Though architecturally discreet, the project represents an ‘urban breakthrough’, since it relies on a partnership with one of the major home builders in Mexico (Consorcio ARA), which has typically centered its practice on building single-family homes around the periphery of Mexico City, convincing them to ‘return’ to the central city and build more sustainable housing.
By incorporating mid-rise/high-density construction (500 units per hectare), mixed uses (retail on the ground floor of one of the blocks), and semi-public spaces like the courtyards in each block as well as ‘hiding’ the cars in a basement, the project offers a real alternative for social housing ‘inside the city’ and close to public transportation. On top of that, and counter to the conventional wisdom of large developers, the scheme has proven to be as profitable for them as their other developments on the periphery.

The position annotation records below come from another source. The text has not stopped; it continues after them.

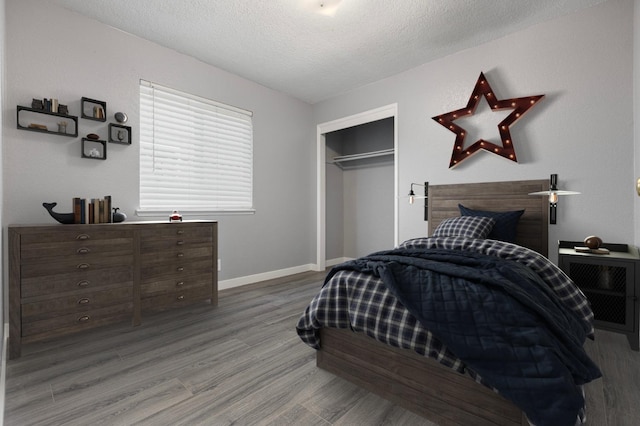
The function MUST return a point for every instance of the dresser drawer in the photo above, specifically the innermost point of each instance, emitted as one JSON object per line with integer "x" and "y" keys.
{"x": 75, "y": 322}
{"x": 186, "y": 231}
{"x": 154, "y": 288}
{"x": 176, "y": 270}
{"x": 50, "y": 308}
{"x": 79, "y": 265}
{"x": 171, "y": 300}
{"x": 178, "y": 254}
{"x": 81, "y": 282}
{"x": 36, "y": 251}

It is our hope that projects like this one will help transform perceptions and practices regarding how to design and build the more than 50,000 units of housing required for Mexico City every year.
IntegrARA Lázaro Cárdenas
The development is located in the Buenos Aires neighborhood of the Cuauhtémoc district in Mexico City. The lot, which has an irregular shape of about 43,055 sq ft, hosts a multi-family housing development of 263 affordable apartments and it also incorporates 182,986 sq ft of construction and furnishings.

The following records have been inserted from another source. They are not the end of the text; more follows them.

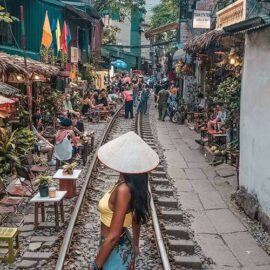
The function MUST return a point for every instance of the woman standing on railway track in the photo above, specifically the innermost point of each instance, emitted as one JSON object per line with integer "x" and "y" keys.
{"x": 126, "y": 204}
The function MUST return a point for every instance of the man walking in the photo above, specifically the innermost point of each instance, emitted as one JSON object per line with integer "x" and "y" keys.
{"x": 157, "y": 88}
{"x": 128, "y": 99}
{"x": 144, "y": 98}
{"x": 163, "y": 96}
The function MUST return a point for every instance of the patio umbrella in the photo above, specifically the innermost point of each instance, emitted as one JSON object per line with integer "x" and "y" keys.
{"x": 3, "y": 114}
{"x": 119, "y": 64}
{"x": 8, "y": 90}
{"x": 6, "y": 104}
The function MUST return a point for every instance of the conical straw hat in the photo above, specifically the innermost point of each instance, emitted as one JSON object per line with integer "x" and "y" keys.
{"x": 128, "y": 154}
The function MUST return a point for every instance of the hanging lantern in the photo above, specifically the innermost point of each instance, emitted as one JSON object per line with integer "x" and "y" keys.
{"x": 16, "y": 78}
{"x": 7, "y": 105}
{"x": 38, "y": 77}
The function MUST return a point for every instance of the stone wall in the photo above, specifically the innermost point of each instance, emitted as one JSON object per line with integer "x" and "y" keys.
{"x": 255, "y": 127}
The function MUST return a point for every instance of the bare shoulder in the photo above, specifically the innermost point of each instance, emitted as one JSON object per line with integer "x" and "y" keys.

Based on the location and the geometry of the lot, the proposal allowed for the development of a horizontal building with a façade that engaged in a harmonizing dialogue both from within the complex and from without. The building spans the entire street and there are other three buildings, arranged in a quadrangular manner so as to take advantage of the views toward the interior courtyards, where we find the recreational areas.
The buildings consist of an underground level for parking, a ground floor and six additional residential levels. The ground floor also contains the pedestrian entrances to the housing units and the access to the courtyards, green areas, and recreational areas within the complex.
One can gain access to the housing units through the hallways that are connected by the stairwells. The housing units vary in their typology and range from 25 to 77 m2. Each level contains about 45 apartments distributed along the four stairwells. The majority of the housing units have the following spaces: dining/living room, master bedroom, a second bedroom, a bathroom, and a kitchen with an integrated washing area.